Ach, ab und zu müssen wir so beten wie Romano Guardini hier. Gerade in diesen Tagen zwischen dem ersten Advent und dem Fest der Erscheinung des Herrn begegnen uns en masse die gezähmten Bilder GOttes und SEiner Heiligen: das Christkind, die Engelchen, die Heilige Familie, die Drei Könige, der Nikolaus, der Weihnachtsmann als Kreuzung zwischen dem Nikolaus und dem lieben Alterchen namens Gott. Wer Jahr für Jahr das Kommen GOttes in die Welt, SEin Kommen als Mensch, ins Fleisch feiert, kann wohl nicht anders als sich daran zu gewöhnen, seine eigenen Bilder dieses Geschehens zu malen und zu schnitzen, schön einzurahmen nach dem Geschmack des Jahrhunderts oder Jahrzehnts, sie schön geordnet vor nachgebauten Gebirgslandschaften oder Großstadtsilhouetten aufzustellen, die Geschichte immer wieder in gleichen, ähnlichen, festgelegten Worten zu erzählen.

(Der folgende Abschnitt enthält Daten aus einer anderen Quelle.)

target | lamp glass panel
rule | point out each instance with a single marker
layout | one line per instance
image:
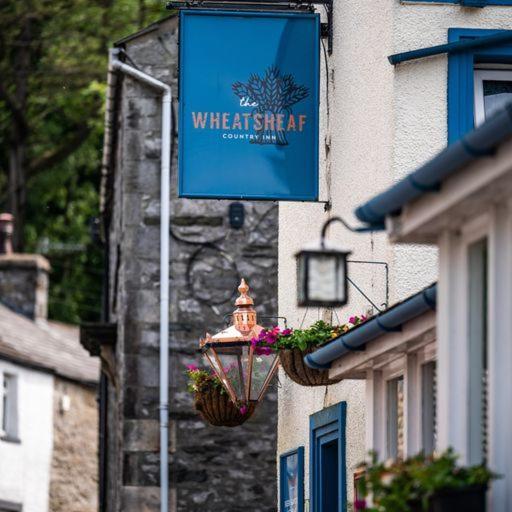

"Glaubst du an Weihnachten?" - Schlimmer als der Zweifel an Ochs und Esel ist der Verlust des Staunens über diese Verrückheit GOttes: Der "GOTT von GOTT, LICHT vom LICHT, wahrer GOTT vom wahren GOTT", der Gezeugte-nicht-Geschaffene, der Eines-Wesens-mit-dem-VAter ist - er liegt neben seiner Mutter, macht seinen ersten Schrei, nimmt den ersten Schluck Milch, greift mit kleinen Händchen nach einer großen Hand ... Den Rest Seiner Geschichte kennen wir - und kennen sie doch nicht, weil wir sie nicht mehr zum ersten oder zweiten Mal hören, sondern seit unserer Kindheit schon vieltausend Mal erzählt bekamen von anderen, die sie sooo besonders aufregend auch nicht mehr fanden.

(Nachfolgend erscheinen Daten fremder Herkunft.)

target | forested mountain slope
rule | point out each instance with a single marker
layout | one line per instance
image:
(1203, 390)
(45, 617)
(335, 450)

"Aber Glaube darf nicht eine Stunde alt sein! Das ist es!" lässt Robert Musil seinen "Mann ohne Eigenschaften" sprechen. Für mich und die Frische meines eigenen Glaubens waren in der letzten Zeit Begegnungen mit Menschen wichtig, deren Glaube zwar älter als eine Stunde, aber doch noch: frisch war und ist. Die ihre ersten Schritte als glaubende Christen gehen, die Kniebeuge und den Kommunionempfang üben, aus deren Worten man das Staunen und Wundern, die Freude und das Verzaubert-sein heraushört.

Solche Begegnungen wünsche ich jedem von uns Christen mit dem alten Glauben, dem kritischen Verstand und dem abgebrühten Blick, der alles schon mindestens einmal gesehen hat.
Ersatzweise tun es auch Bücher: Ich lese momentan mit großer Freude die Geschichte von Lauren F. Winner: Girl meets God. Spannend, frisch, unkonventionell.